Un
día más, el Sol caía lentamente y el cielo se amorataba ante los
ojos de Fausto. Sentado en la lonja del Calvario, veía cómo las
horas pasaban pesadamente, una tras otra, desde hacía demasiados
años como para contarlos. Un suspiro, otro, se escapó y se diluyó
en el aire. Llevaba demasiado tiempo arrepentido.
Cuando
la noche se alzaba, Fausto se levantaba, apoyado en su bastón, y
caminaba lentamente hacia su hogar. La edad ya le había cobrado
demasiado, y parecía que aún no había terminado. Su vista estaba
deteriorada, le era imposible andar sin apoyo y múltiples dolencias
le invadían constantemente. Pero no podía, ni un solo día, fallar
en su visita al Calvario. Porque allí yacían, enterradas, sus
hijas.
Todos
los días lo volvía a vivir, en su mente, en el recuerdo. Aquel
pasado le acosaba como una maldición que le había acompañado desde
siempre y que no acabaría jamás. Los años de la posguerra habían
sido duros, incluso más que la propia guerra. Lo peor no era
recordar los dolorosos gruñidos de los estómagos vacíos, los
robos, necesarios
para sobrevivir un día más, entre los que una
vez fueron
amigos o las terribles enfermedades que habían encontrado su mejor
hábitat en el desorden y la suciedad. Lo peor era volver a verse,
una y otra vez, con la misma hacha que usaba para cortar madera que
les calentara en la mano, cortando el aire para cortar segundos
después el
cuello de su hija más pequeña, Dolores. Las lágrimas
corrían por su rostro, la pena le estrujaba el corazón, pero tenía
que hacerlo. No había comida, ni apenas forma de obtenerla. La mayor
de sus hijas estaba enferma, y sufría terribles ataques de tos
sanguinolenta. No tenían madre, pues esta había desaparecido
durante el último año de la guerra y nunca más se supo de ella.
Lo
que más le dolió fue la muerte de Ana, su hija mayor. Cuando entró
en su dormitorio esta seguía despierta, pero ya no podía
detenerse. Viendo las intenciones de su padre, Ana
salió corriendo, en un intento desesperado de salvar su vida. Tener
que correr tras su propia hija, su mayor amor, para librarla
de la mísera vida a la que estaba condenada le dolía y le quemaba
como un puñal ardiente atravesando su corazón. Sí, le dolía, pero
sabía que era lo más misericordioso y lo mejor para ella.

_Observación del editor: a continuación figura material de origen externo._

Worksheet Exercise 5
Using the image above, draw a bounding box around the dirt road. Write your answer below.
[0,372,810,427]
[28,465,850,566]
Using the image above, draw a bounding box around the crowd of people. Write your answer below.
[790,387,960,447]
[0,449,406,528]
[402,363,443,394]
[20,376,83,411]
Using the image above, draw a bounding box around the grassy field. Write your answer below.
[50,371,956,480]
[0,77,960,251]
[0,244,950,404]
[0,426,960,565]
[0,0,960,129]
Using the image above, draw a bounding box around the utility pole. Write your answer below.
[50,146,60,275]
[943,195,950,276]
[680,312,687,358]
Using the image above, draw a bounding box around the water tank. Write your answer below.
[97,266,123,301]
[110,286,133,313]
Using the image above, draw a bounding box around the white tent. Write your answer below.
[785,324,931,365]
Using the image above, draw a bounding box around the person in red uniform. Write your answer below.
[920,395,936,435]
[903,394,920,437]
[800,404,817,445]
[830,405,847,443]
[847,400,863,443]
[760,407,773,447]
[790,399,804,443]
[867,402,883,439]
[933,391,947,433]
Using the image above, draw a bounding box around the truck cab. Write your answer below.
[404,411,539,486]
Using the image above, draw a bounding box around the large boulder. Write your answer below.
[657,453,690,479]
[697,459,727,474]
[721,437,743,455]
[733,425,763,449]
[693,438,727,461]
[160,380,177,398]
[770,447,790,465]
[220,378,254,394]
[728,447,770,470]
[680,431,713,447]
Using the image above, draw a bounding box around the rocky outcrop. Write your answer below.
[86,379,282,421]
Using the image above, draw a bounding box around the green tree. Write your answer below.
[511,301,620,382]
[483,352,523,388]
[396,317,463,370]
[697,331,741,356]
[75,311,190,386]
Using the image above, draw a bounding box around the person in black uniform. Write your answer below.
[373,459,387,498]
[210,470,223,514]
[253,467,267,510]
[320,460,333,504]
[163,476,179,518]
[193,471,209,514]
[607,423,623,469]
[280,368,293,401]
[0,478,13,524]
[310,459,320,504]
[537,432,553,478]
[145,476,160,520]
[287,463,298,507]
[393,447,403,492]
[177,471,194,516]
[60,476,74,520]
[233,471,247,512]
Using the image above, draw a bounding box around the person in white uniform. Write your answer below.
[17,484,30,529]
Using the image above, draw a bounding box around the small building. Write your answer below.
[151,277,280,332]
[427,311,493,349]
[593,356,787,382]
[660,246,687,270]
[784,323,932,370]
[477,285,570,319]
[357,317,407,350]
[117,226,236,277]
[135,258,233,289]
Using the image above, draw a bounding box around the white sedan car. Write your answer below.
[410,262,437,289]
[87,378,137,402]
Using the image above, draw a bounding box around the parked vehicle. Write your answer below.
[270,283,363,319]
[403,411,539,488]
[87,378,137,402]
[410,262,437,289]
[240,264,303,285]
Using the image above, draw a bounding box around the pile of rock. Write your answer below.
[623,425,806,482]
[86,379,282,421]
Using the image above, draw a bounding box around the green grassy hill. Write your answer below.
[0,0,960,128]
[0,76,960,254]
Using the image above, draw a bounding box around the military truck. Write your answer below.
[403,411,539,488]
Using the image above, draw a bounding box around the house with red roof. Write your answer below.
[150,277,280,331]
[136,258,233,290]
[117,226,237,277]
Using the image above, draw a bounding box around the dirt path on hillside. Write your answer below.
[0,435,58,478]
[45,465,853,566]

Arrinconada y pidiendo ayuda, perdón y una explicación, sintió
cómo el hacha rasgaba la fina piel de su garganta.
Pero este golpe no había sido certero y, con sus últimas fuerzas,
implorando el perdón de todos los dioses y los demonios, Fausto
descargó la hoja contra la tráquea de su hija, a la cual abrazó
hasta que se quedó inmóvil. Ahora estaban a
salvo.
Recordaba
esa misma noche con máximo detalle, cómo había cargado con el
cuerpo de sus dos hijas a la madrugada, con el frío y una torpe
lluvia como compañeros, y cómo las había enterrado, solemnemente,
en el campo que era el Calvario. Desde
ese momento, todo había cambiado para él.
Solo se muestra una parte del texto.